11.4.0.5|2023-01-09T07:53:51.130-05|INFO|ALERT
b41c546e-ecf5-45aa-9b59-2634347d5d60
0a0f06a2-0e35-4ee8-9487-58dbaec56f6e
Performance {"cpu","system","isThreshold":true,"diagnostics":"chrome.exe : 5
%\r\nwinprocess.exe : 4
%\r\nsvchost.exe : 3
%\r\nAEMAgent.exe : 3
%\r\nchrome.exe : 2
%\r\nsvchost.exe : 2
%\r\nWUDFHost.exe : 1
%\r\nChrome.exe : 1
%\r\ncomponentResult":{
"StdOut":"Original\r\n",
"ExitCode":0,
"StdErr":""
}}
{"logcontext":"Monitoring.Program","membername":"handler"}

If the response component has a file, it has to trigger the alert first so that the file can be sent to the device and the response component then runs like below within the AEMAgent.log.

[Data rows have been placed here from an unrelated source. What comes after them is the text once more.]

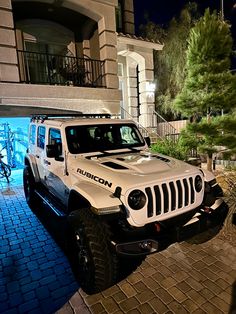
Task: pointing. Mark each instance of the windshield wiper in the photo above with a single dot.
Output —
(107, 153)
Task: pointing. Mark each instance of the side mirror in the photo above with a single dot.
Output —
(54, 151)
(147, 140)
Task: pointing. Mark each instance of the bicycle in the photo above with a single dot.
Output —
(5, 170)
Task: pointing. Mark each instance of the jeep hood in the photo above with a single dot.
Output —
(129, 170)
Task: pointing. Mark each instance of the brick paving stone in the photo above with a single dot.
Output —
(214, 288)
(189, 305)
(129, 304)
(199, 265)
(111, 291)
(220, 304)
(110, 305)
(168, 282)
(164, 295)
(66, 310)
(148, 271)
(158, 276)
(158, 306)
(145, 296)
(211, 308)
(196, 297)
(206, 293)
(199, 311)
(146, 308)
(177, 308)
(209, 274)
(177, 294)
(151, 283)
(181, 275)
(127, 288)
(119, 297)
(197, 275)
(226, 277)
(140, 286)
(194, 284)
(209, 259)
(183, 286)
(134, 278)
(97, 308)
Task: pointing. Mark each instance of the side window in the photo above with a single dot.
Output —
(55, 138)
(32, 134)
(41, 137)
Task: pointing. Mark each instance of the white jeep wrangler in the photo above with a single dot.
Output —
(118, 196)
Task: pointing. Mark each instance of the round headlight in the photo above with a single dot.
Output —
(198, 183)
(136, 199)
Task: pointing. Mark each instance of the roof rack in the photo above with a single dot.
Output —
(43, 117)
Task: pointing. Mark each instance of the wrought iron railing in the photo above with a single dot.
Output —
(50, 69)
(164, 128)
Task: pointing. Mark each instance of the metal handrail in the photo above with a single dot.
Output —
(53, 69)
(170, 128)
(142, 129)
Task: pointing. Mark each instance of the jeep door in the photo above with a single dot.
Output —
(55, 167)
(40, 153)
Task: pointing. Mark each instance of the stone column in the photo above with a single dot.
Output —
(132, 88)
(8, 57)
(128, 17)
(107, 44)
(147, 92)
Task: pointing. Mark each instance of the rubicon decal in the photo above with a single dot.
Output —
(95, 178)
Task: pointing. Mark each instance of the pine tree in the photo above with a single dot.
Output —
(170, 62)
(210, 86)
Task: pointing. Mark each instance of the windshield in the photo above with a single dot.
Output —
(103, 137)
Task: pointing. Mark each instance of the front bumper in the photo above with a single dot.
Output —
(204, 219)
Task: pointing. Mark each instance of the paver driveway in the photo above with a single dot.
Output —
(194, 276)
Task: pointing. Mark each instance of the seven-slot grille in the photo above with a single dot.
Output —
(169, 196)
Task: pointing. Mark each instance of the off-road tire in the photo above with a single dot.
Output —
(29, 187)
(97, 262)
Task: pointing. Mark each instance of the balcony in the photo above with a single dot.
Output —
(50, 69)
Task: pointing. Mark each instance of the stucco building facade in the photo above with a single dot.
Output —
(79, 55)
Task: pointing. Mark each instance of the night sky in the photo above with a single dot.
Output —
(161, 11)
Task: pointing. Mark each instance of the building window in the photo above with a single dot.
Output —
(119, 16)
(41, 137)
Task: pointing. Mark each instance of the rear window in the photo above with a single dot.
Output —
(32, 134)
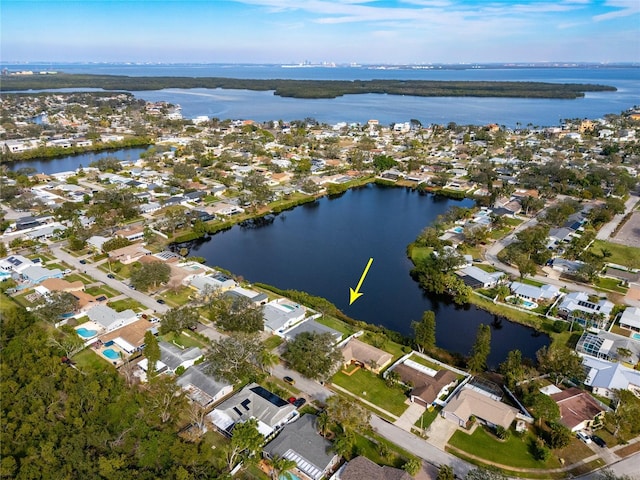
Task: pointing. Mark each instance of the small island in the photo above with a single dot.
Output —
(308, 88)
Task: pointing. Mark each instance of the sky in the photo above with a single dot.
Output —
(316, 31)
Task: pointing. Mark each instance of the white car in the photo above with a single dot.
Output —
(584, 437)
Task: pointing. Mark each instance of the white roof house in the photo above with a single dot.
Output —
(630, 318)
(281, 314)
(577, 306)
(109, 319)
(604, 377)
(253, 401)
(530, 292)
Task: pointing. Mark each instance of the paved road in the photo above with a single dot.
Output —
(419, 447)
(95, 272)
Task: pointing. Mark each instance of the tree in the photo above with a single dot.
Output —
(237, 314)
(313, 354)
(559, 436)
(425, 331)
(178, 319)
(561, 363)
(165, 400)
(512, 369)
(151, 352)
(481, 349)
(234, 357)
(56, 304)
(346, 414)
(280, 467)
(624, 419)
(246, 440)
(412, 466)
(544, 408)
(445, 472)
(150, 274)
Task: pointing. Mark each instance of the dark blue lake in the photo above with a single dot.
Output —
(323, 248)
(72, 162)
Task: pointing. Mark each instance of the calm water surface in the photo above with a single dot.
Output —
(322, 248)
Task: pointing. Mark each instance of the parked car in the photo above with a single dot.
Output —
(598, 441)
(584, 437)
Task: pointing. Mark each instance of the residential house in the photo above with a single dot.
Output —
(311, 326)
(128, 254)
(35, 274)
(578, 307)
(203, 388)
(630, 318)
(109, 319)
(605, 377)
(365, 355)
(428, 384)
(477, 278)
(533, 293)
(173, 357)
(130, 337)
(578, 409)
(467, 403)
(253, 401)
(255, 297)
(300, 442)
(281, 314)
(216, 281)
(362, 468)
(607, 345)
(132, 233)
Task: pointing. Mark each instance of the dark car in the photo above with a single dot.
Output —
(598, 441)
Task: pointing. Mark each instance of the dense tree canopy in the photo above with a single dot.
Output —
(313, 354)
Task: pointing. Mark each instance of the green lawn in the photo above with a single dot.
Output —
(125, 303)
(513, 452)
(272, 342)
(620, 254)
(182, 339)
(178, 297)
(370, 387)
(611, 284)
(427, 418)
(336, 324)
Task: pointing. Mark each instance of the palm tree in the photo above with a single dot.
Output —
(280, 467)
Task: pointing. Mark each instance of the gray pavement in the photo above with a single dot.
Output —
(93, 271)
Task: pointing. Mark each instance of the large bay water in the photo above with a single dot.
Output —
(323, 248)
(263, 106)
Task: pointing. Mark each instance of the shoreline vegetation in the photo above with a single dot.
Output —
(309, 89)
(325, 306)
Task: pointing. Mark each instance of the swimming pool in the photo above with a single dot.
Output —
(84, 333)
(111, 354)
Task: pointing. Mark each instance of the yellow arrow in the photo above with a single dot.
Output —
(355, 294)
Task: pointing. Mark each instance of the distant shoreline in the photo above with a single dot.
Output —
(308, 89)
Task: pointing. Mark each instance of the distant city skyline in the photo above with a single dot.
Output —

4.4.2190.2190|2023-03-31T10:48:38.251-05|INFO|softwareJobWorker: StdOut
C:\ProgramData\CentraStage\Packages\fde80c48-4720-4c16-aefa-07cdc4b16dfb\#! /bin/bash
"Latest rmm tool version for Windows: 1.0.0.109"
"eps.rmm download link:
https://download.bitdefender.com/SMB/RMM/Tools/Win/1.0.0.109/x64/eps.rmm.exe"
"Update process started"
"Component finishes with exit code 0"

If there is no error handling within the response component, the alert may not reach the platform.

For testing alerts you can use the below commands for event log monitors so you can do auto resolution or use the service monitor with manual resolution.

PowerShell

Write-EventLog -LogName "Application" -Source "CagService" -EventID 1384 `

-EntryType Information -Message "Testing" -Category 1 -RawData 10,20



Write-EventLog -LogName "Application" -Source "CagService" -EventID 1385 `

-EntryType Information -Message "TestingClose" -Category 1 -RawData 10,20

Tools that will help with troubleshooting:

BareTail and NotePad++, both of which are found within the ComStore.